Implementation of a nurse-led self-management support intervention for patients with cancer-related pain: a cluster randomized phase-IV study with a stepped wedge design (EvANtiPain)

Silvia Raphaelis, Florian Frommlet, Hanna Mayer, Antje Koller, Silvia Raphaelis, Florian Frommlet, Hanna Mayer, Antje Koller

Abstract

Background: Pain self-management support interventions were effective in controlled clinical trials and meta analyses. However, implementation of these complex interventions may not translate into identical effects. This paper evaluates the implementation of ANtiPain, a cancer pain self-management support intervention in routine clinical practice according to the Reach Efficacy-Adoption Implementation Maintenance framework.

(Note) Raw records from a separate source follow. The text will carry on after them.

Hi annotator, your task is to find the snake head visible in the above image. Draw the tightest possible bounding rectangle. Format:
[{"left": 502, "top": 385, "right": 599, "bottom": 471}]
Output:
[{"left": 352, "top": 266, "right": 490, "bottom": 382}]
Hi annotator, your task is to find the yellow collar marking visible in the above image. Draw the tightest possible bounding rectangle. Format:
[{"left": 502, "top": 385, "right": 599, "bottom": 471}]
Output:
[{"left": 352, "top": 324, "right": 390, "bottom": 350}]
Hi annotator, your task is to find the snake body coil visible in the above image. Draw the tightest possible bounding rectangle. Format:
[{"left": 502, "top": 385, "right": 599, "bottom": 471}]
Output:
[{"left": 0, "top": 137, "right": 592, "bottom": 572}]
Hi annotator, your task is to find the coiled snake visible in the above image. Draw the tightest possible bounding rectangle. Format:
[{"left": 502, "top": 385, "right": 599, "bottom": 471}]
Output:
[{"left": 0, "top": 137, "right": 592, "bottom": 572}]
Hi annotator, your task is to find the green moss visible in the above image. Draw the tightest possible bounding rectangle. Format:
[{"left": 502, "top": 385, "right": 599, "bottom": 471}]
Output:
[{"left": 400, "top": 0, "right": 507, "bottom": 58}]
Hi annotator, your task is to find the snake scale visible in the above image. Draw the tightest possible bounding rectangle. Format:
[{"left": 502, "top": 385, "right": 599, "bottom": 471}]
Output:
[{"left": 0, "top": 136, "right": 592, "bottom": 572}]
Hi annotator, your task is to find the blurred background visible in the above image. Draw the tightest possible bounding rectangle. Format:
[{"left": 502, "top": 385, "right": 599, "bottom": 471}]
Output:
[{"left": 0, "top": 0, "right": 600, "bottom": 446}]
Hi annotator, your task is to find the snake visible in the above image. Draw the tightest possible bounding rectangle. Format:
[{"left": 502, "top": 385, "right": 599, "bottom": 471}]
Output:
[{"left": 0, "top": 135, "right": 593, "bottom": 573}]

Methods: In this cluster randomized study with a stepped wedge design, N = 153 adult patients with cancer-related pain were recruited from 01/17 to 05/18 on 17 wards of 3 hospitals in Vienna, Austria. ANtiPain entailed a face-to-face in-hospital session by a trained nurse to prepare discharge according to key strategies, information on pain self-management, and skills building. After discharge, cancer-pain self-management was coached via phone calls. Patient-level data were collected at recruitment, and 2, 4 and 8 weeks after discharge via postal or online questionnaire. Primary outcome was pain interference with daily activities. Secondary outcomes included pain intensity, self-efficacy, and patient satisfaction. Organizational-level data (e.g., on implementation procedures) were collected by study or intervention nurses. The mixed model to analyze patient-level data included a random intercept and a random slope for individual and a random intercept for ward.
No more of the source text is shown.